The Jordanian thinker, Dr. Fahmy Jadaan, expressed his reservations about putting Muslim preachers, preachers, imams of mosques, Christian clergy, and others on hold with "moral crises", and people's abandonment of religion and morals called for by monotheistic religions, and their adherence to the conviction that morals are specifically religious values and morals and nothing else.
In his view, the truth is that man is inherently devoid of a set of values that many philosophers, thinkers, and scientists believe are embedded, or are embedded in human nature, and religions came to reinforce them and add new values to them. He pointed out that the distinction between religious foundations and philosophical foundations, or the natural mentality, remained in place because not all people are believers, but it does not mean that non-believers are without morals, as the innate natural moral values are present everywhere, along with religious values.
And he counted among the nutrients of natural morals “instinct, reason, conscience, society,” while religious values are based on “text and revelation.” Pointing out that we can attribute to the first the Western space, and to the second Arab societies, but the issue cannot be approached by launching from the doors of Western spaces despite the influences that perceive our atmosphere, but the Arab space has its own conditions, and its historical extension in the present constitutes a different situation, as the cultural data Religious, ethical, jurisprudential, legal, and historical circumstances impose provisions, visions, and considerations that do not follow the path of Western data.
Jadaan confirms that he did not, and will not, stop repeating the claim that the greatest problem that governs the cores and joints of contemporary Arab society lies precisely in the network of values. And that he rose several times in the face of the thesis, whose proponents of the “extravagant rationalism” claimed that the whole issue lies in the “Arab mind”, and that its solution is represented in the uniqueness of the mind and its installation as an imam in everything, and that, of course, this will only be achieved through passage. By “criticizing” this reason, whose critics applied it to being a superstitious, or demonstrative, or “prior to logic” or “Hermetic”…etc., from the despicable features that degrade the nature of this reason and its value in playing a positive role in Arab renaissance.

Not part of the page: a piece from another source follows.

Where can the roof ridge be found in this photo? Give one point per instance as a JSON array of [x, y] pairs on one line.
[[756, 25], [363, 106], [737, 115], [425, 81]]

He made it clear that his position was, and still is, that this vision, despite its sound realistic basis, remains inadequate to encompass the entirety of the problem, because there is another, structural aspect of this problem that lies in the deep imbalance that possesses “action”, that is, values, that is, a system. The prevailing active values and the structure of the “ladder” that governs and controls these values. This is the face of a witness in the sentence of actions that come out of us in our daily lives. The phenomenon is certainly not new.

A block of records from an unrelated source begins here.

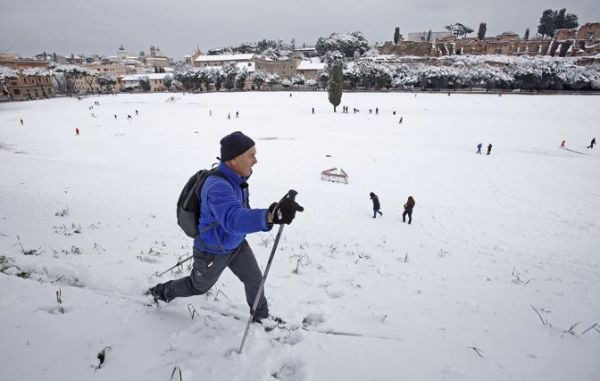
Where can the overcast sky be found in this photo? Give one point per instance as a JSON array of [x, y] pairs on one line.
[[179, 26]]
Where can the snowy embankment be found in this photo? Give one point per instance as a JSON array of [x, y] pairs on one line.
[[498, 277]]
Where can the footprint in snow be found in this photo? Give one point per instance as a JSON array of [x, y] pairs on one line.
[[334, 294], [290, 370]]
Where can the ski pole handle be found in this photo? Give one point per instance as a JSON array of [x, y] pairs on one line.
[[292, 196]]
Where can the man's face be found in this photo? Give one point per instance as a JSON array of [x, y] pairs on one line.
[[243, 164]]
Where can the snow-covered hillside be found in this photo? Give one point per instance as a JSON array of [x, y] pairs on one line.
[[497, 278]]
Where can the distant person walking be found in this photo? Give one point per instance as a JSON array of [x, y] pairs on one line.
[[376, 205], [408, 207]]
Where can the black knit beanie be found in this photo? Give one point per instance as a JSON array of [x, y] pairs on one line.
[[235, 144]]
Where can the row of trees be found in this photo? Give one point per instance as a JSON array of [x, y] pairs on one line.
[[550, 21], [520, 73]]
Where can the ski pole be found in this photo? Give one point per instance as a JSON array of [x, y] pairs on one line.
[[292, 195], [179, 263]]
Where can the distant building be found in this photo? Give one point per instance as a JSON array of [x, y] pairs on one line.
[[584, 41], [24, 78], [26, 84], [133, 81], [220, 60], [422, 36], [309, 69], [283, 68]]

And he goes to the fact that looking at the facts of the Arab moral life yesterday and today clearly testifies to the moral imbalance in this life. Arab philosophers noticed this in the past, so Abu Bakr Al-Razi wrote his book “The Spiritual Medicine” to reform morals and souls. Yahya bin Uday noticed the same problem in “Refining morals,” and Miskawayh followed them up in “Refining morals and purifying races.” And in the actions of these and others, morals were exposed: vanity, lies, envy, hypocrisy, injustice, seeking prestige and worldly positions…, as well as “soul diseases” and pains, such as sadness, fear of death, grief, and others.
And he expressed his regret that things did not turn around in modern times, as they are getting worse and worse, and they are heading with the “act” of capitalism, utilitarianism, individualism and globalization, to more corruption of values and the spread of antitheses to “virtue” according to the old term, the term of Plato and Aristotle and those who followed them among the Arab philosophers. And Islam.